Having deposited my case on my bed, I rub my hands together and turn to Maria. ‘Right, tell me what I’m going to be doing.’ I’m keen to get stuck in to stop myself worrying about Demi and turning over all the possible scenarios in which I might see Stelios again.
‘So, you’ll be on the farm in the mornings, and then the afternoons are your own. You are welcome to eat with us. Everything we cook is grown here on the farm. We haven’t had any workers on the land for a long time, but now times are tougher than ever. We are so grateful to have you here.’ Maria puts her hands to my cheeks. ‘I hope you will be happy with us.’
I suddenly feel as though a fraud alert is going off in my head. Do they think I’m some agricultural specialist? The nearest I’ve come to horticulture is a hanging basket in the back garden. Maybe I should tell them. I stop in my tracks.
‘I haven’t got any experience with bees or anything. But I’m really hardworking, and quick to learn,’ I finish, hoping that I’ve put the record straight. I want to make it work here. I want to help these people. To stay until I’ve at least got a job to return to. I want to escape the emptiness I felt at home. And all the time I’m here, there’s a chance I’m going to see Stelios again. I have to make this work.
Kostas beams. ‘Come . . . follow me.’ As we walk away from the farmhouse, he looks left and right, searching the sky again. ‘The bees,’ he says. ‘We must watch out for them and be ready. There has been some commotion on the mountain. They are guarding their hives up there.’ I’m about to ask what sort of a commotion when he continues. ‘We must be careful. I get a reaction, you see. If I get stung . . . phew!’ He holds up his hands as if to show his head swelling, and puffs out his cheeks, then smiles.
I don’t have time to ask any more as Kostas sets off down the worn, rocky path to the side of the farmhouse in a manner that reminds me of the mountain goats in the adjoining field. The smoke from the wood stove in the kitchen is filling the slightly cooling air. I follow him down the slope and the goats trot alongside us
behind the fence, making an almighty racket, baaing and bleating as if calling to Kostas like he’s a returning friend. He stretches out a hand to greet them, stroking the noses that are snuffling and curling towards his hand.
The fence is home-made, constructed from wooden pallets, the sort used in the factory back home for piling packed boxes of decorations on, ready for shipping out. Here they’re on their sides and secured together with cable ties. Kostas shakes one, checking its sturdiness. Satisfied, he turns back to me. ‘Every morning we milk the goats,’ he points to an open-sided shed, ‘and take the milk to the cheese factory in town. Here in Crete we use a mixture of sheep’s and goat’s milk to make cheese. The factory sells it to restaurants and to tourists,’ he shrugs, ‘when they come. But again, there’s not much call for it these days.’

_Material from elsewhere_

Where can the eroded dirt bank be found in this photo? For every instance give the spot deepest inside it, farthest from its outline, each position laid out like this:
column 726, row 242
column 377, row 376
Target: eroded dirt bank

‘Really? No tourists? I’d have thought visitors would be flocking here,’ I say, looking out over the farm beyond the field of goats. This looks to be the real deal, a traditional Cretan mountain farm and the local town too. I remember tourists arriving in their droves in hire cars and on buses when I was here all those years ago. I even remember we got a lift on one of the organised trips taking tourists up the mountain for the day. Stelios was friendly with all the drivers. He seemed to know everyone. The coach dropped us in the town, on our day off from the resort and picked us up on its way back in the evening.
‘It’s different now. They want the free drinks in the resorts, the swimming pools, the fast food . . .’ Kostas explains. ‘That’s why we need to open up the honey factory again. The tourists in the towns will still buy honey.’